Neben den ernsten Stimmen zur Transformation der Automobilindustrie angesichts der Herausforderungen des Klimaschutzes, der Digitalisierung und Zukunft des automatisierten Fahrens und der globalen Ausrichtung der Autoindustrie in Zeiten von protektionistischer Handelspolitik ist die IAA auch in diesem Jahr, was sie schon immer war, ein riesen Fest für Automobilfans, die hier erstmals die neuesten Neuheiten zu sehen bekommen.

Mit einem Basispreis von ca. 30.000 Euro und einer Reichweite von 330 Kilometern ist der ID.3, den VW auf der IAA erstmals enthüllt, der Hoffnungsträger, dass Elektroautos massentauglich werden. Auf der anderen Seite der Preisskala findet sich der Porsche Taycan – der in Frankfurt ebenfalls erstmals ungetarnt zu sehen sein wird.
Die sechs Marken des VW-Konzerns, der im Vorfeld betont, dass der gesamte Messeauftritt unter dem Schwerpunkt Elektromobilität steht, sind in Halle 3 untergebracht. Während Daimler mit doch deutlich verkleinerter Fläche, mit den Marken Mercedes, Smart, Maybach, EQ und AMG im “Forum” neben der Festhalle zu finden ist, findet sich BMW- auch mit deutlich verringerter Ausstellungsfläche in der Festhalle, ist hier aber mit gleich mehreren Neuheiten, von ganz klein bis ganz groß dabei und zeigt sowohl den neuen 1er mit Frontantrieb, den X1, den 3er Touring, sowie den viertürige Luxus-Sportler 8er Gran Coupé, während Audi unter anderem “die technisch und optisch gründlich überarbeiteten Modelle“ des A4 und Q7 präsentiert.
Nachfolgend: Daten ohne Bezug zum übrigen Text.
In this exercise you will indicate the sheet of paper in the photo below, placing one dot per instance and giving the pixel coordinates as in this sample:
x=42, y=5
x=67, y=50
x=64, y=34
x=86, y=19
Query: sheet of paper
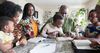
x=44, y=48
x=81, y=42
x=64, y=38
x=36, y=40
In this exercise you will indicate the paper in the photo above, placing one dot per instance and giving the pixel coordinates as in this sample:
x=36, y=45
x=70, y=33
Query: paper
x=36, y=40
x=82, y=44
x=44, y=48
x=64, y=38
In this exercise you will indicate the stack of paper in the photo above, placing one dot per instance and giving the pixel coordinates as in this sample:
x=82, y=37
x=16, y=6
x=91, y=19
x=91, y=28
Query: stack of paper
x=44, y=48
x=82, y=44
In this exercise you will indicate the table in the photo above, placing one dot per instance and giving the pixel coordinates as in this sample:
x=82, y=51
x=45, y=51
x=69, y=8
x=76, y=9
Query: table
x=83, y=46
x=61, y=47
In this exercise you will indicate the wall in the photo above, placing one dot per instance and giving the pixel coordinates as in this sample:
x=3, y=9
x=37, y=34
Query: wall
x=91, y=4
x=23, y=2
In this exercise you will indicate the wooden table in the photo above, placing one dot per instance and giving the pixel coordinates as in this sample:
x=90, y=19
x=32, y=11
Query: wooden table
x=62, y=47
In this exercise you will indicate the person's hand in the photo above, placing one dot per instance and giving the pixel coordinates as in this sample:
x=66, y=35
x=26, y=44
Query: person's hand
x=23, y=42
x=10, y=51
x=55, y=33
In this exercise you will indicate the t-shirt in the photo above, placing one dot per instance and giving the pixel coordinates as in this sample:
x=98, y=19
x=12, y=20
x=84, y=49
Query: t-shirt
x=93, y=29
x=6, y=37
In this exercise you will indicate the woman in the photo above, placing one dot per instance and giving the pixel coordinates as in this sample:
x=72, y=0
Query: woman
x=29, y=22
x=52, y=30
x=92, y=29
x=13, y=11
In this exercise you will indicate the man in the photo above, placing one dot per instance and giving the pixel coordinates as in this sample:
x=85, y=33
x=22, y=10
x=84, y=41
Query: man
x=54, y=29
x=62, y=12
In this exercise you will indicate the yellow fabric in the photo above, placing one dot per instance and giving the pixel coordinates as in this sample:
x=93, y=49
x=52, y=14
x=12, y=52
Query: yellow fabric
x=34, y=27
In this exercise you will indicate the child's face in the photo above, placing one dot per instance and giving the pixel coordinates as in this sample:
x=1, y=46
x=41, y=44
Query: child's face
x=10, y=26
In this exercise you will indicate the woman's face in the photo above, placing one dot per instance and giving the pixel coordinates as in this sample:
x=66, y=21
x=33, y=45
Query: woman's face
x=94, y=20
x=30, y=11
x=16, y=17
x=59, y=23
x=10, y=26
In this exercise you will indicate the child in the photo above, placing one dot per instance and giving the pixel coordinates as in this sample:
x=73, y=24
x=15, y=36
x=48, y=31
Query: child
x=6, y=37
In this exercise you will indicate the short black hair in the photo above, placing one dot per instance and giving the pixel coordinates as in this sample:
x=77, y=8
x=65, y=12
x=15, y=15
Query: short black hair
x=9, y=9
x=25, y=11
x=4, y=21
x=56, y=17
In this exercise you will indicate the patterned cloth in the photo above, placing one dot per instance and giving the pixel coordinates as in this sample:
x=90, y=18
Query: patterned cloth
x=93, y=30
x=30, y=26
x=6, y=37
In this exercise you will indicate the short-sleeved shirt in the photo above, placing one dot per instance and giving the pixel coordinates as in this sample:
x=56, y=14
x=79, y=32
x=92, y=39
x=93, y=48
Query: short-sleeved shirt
x=93, y=29
x=6, y=37
x=51, y=28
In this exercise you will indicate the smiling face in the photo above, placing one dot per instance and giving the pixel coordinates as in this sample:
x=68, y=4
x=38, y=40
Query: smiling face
x=59, y=23
x=9, y=27
x=16, y=17
x=30, y=11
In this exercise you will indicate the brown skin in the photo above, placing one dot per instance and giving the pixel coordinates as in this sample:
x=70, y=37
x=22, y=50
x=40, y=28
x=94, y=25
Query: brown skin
x=58, y=23
x=30, y=11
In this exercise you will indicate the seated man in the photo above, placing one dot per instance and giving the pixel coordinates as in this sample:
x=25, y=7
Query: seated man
x=52, y=30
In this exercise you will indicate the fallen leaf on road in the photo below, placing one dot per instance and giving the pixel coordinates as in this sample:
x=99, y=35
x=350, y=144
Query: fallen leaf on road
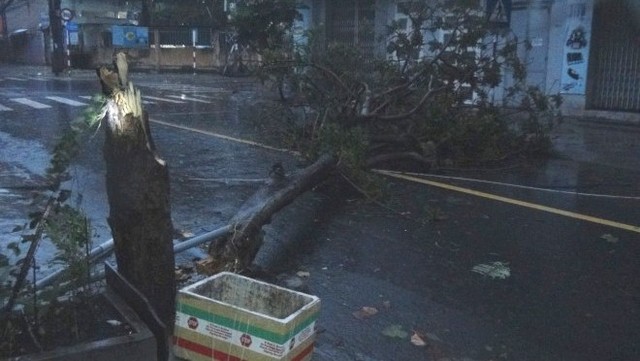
x=114, y=322
x=303, y=274
x=417, y=339
x=610, y=238
x=395, y=331
x=494, y=270
x=365, y=312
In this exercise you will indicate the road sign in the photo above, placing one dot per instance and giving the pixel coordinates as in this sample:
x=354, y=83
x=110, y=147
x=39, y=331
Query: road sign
x=66, y=14
x=499, y=12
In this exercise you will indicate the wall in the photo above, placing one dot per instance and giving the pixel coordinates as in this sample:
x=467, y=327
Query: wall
x=30, y=16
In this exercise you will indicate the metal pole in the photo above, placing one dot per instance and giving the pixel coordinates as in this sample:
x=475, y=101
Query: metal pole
x=57, y=37
x=105, y=248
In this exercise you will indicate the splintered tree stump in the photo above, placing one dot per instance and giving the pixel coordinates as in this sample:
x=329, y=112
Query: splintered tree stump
x=138, y=192
x=237, y=251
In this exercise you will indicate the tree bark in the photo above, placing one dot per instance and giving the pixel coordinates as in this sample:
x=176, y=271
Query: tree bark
x=138, y=191
x=237, y=251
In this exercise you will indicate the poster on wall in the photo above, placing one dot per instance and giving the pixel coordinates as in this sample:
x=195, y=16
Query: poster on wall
x=576, y=44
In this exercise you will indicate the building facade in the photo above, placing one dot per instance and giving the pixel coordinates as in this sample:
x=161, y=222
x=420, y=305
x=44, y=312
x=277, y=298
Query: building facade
x=587, y=50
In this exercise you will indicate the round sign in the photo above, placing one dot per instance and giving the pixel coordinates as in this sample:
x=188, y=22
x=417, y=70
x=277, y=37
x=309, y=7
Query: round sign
x=192, y=322
x=66, y=14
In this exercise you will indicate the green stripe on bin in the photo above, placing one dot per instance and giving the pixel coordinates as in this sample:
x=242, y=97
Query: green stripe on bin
x=244, y=327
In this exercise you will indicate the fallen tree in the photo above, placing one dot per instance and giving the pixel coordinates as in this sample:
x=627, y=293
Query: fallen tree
x=138, y=193
x=428, y=102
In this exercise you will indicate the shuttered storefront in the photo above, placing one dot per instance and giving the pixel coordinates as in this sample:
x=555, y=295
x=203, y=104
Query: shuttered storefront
x=351, y=22
x=614, y=71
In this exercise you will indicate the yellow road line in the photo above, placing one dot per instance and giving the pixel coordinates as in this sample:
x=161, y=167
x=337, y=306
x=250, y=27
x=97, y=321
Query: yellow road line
x=225, y=137
x=535, y=206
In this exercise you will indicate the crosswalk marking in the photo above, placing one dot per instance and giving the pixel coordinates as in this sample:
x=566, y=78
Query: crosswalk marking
x=62, y=100
x=30, y=103
x=163, y=99
x=184, y=97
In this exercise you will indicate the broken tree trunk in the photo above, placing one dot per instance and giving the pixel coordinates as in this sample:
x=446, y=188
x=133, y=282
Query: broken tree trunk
x=237, y=251
x=138, y=191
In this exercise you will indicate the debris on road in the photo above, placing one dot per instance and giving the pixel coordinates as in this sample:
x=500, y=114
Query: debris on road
x=494, y=270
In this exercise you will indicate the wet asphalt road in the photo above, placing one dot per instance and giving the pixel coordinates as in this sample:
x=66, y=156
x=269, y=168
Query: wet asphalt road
x=573, y=291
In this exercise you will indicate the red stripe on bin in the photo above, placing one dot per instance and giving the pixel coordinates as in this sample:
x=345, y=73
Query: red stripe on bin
x=204, y=350
x=303, y=353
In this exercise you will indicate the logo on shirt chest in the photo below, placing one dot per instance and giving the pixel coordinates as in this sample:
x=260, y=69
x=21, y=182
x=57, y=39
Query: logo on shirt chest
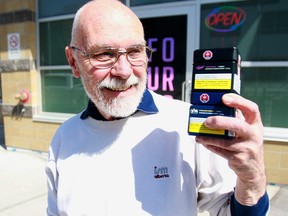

Die vielen Absagen internationaler Hersteller, die auf eine eigene Standfläche verzichten, bedeutet jedoch nicht, dass gar keine internationalen Marken vertreten sind. Wenn auch Toyota und Nissan abgesagt haben, so halten Honda und Hyundai die Fahnen der asiatischen Autoindustrie hoch, mit Land Rover- mit dem neuen Defender- und Jaguar ist doch der ein oder andere internationale Konzern vertreten- als zweite koreanische Marke ist KIA zumindest im Außengelände, wo Probefahrten angeboten werden, dabei, auch Renault, Dacia und eben Tesla, mit 72 Fahrzeugen, beteiligen sich in diesem Jahr nur im Freigelände. Besucher können hier vom 14. bis 22.09.2019 alle ausgestellten Modelle Probe fahren.